Edited By: Leslyn Kim and D.Curle
John 3 (New International Version)
16 For God so loved the world that he gave his one and only Son, that whoever believes in him shall not perish but have eternal life. 17 For God did not send his Son into the world to condemn the world, but to save the world through him. 18 Whoever believes in him is not condemned, but whoever does not believe stands condemned already because they have not believed in the name of God’s one and only Son. 19 This is the verdict: Light has come into the world, but people loved darkness instead of light because their deeds were evil. 20 Everyone who does evil hates the light, and will not come into the light for fear that their deeds will be exposed. 21 But whoever lives by the truth comes into the light, so that it may be seen plainly that what they have done has been done in the sight of God.”

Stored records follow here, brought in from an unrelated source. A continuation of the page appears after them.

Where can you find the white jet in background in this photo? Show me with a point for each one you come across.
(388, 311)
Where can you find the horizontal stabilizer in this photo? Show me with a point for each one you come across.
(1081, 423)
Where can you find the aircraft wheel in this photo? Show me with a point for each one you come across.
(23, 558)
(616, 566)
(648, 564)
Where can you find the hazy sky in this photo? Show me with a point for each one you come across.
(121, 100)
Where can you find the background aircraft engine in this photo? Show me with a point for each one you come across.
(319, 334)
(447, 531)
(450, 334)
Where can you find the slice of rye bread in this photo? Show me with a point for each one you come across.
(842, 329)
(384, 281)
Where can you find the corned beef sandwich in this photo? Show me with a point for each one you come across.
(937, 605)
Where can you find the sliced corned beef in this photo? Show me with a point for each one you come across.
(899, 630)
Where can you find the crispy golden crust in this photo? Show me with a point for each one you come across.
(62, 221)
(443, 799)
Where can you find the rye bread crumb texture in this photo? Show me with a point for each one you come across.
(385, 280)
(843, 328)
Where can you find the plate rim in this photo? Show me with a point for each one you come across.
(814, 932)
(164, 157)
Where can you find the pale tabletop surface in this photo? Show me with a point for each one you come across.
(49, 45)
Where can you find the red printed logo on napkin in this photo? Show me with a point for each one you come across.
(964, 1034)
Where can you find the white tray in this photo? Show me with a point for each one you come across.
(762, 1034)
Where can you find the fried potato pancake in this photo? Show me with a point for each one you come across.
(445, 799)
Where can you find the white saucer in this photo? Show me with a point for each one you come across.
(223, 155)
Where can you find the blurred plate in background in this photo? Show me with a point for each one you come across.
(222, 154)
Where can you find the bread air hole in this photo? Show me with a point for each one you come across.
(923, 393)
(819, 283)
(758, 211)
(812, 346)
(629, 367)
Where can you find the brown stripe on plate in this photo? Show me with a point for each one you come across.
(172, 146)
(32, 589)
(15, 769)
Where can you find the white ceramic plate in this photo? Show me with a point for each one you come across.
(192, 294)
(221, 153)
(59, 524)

As I was reading and studying in John today, I learned something that I’ve never heard before. As my disclaimer I did not have a ton of time to research what I’m about to share and need to finish researching it, but I found it interesting. Apparently in the Greek language there exists tenses that are not used or available in English, at least without the use of extra vocabulary to explain what was truly meant. John 3:16, the favorite biblical verse placed on highway billboards, or written on posters at football games, apparently express a verbal “tense” not used in the English language. That tense is referred to as the continuous present tense. It can be constructed in English using words that accompany the verb. However, there is no single tense that can be assigned to the verb that makes it present continuous. Common English language sentences in different tenses may read like these:
Present Tense: Tim is swimming.
Past Tense: Tim swam.
Future Tense: Tim will swim tomorrow.
Present Continuous Tense (In English): Tim has been swimming all day.
Notice how in English the continuous present tense can be formed by using an auxillary verb plus a past participle prior to the verb (swimming). This is not necessary in Greek, since there’s an actual tense for the verb itself that denotes something happening now and ongoing.
As James White and David Pawson have both pointed out, the best translation of John 3:16 would read more like the following:
For God so loved the world that he gave his one and only Son, that whoever “continues or goes on believing” in him shall not perish but have eternal life. 17 For God did not send his Son into the world to condemn the world, but to save the world through him. 18 Whoever “continues believing” in him is not condemned, but whoever does not “continue believing” stands condemned already because they have not “continued believing” in the name of God’s one and only Son.
This indeed adds some much needed depth to the scripture. What I’m writing here has very little to do with Calvinism vs. Arminianism. In fact, even staunch faith-alone Calvinists like James White support the idea that John 3:16 speaks of continuing in Christ:
“Throughout this passage an important truth is presented that again might be missed by many English translations. When Jesus describes the one who comes to him and who believes in him [3:16, 5:24, 6:35, 37, 40, 47, etc.], he uses the present tense to describe this coming, believing , or, in other passages, hearing or seeing. The present tense refers to a continuous, on-going action. The Greek contrasts this kind of action against the aorist tense, which is a point action, a single action in time that is not on-going…… The wonderful promises that are provided by Christ are not for those who do not truly and continuously believe. The faith that saves is living faith, a faith that always looks to Christ as Lord and Savior.”
But, it has everything to do with dispelling the idea altogether of easy-believism. The idea that salvation is simply a one time, one-and-done event that doesn’t result or show itself in any real manifested way. “Come to this alter, say this prayer, and you’re saved”.
Apparently the continuous present tense has impact and implications for other well known text like the following:
King James Version (KJV)
“7 Ask, and it shall be given you; seek, and ye shall find; knock, and it shall be opened unto you:
8 For every one that asketh receiveth; and he that seeketh findeth; and to him that knocketh it shall be opened.”
It could be translated to read this way…….
7 “Keep on asking”, and it shall be given you; “continue to seek”, and ye shall find; “don’t stop knocking”, and it shall be opened unto you:
8 For every one that “continues asking” receiveth; and he that “continues seeking” findeth; and to him that “continues knocking” it shall be opened.”
That puts a whole new spin on Abraham persistently asking God to spare the city of Sodom and Gamorrah.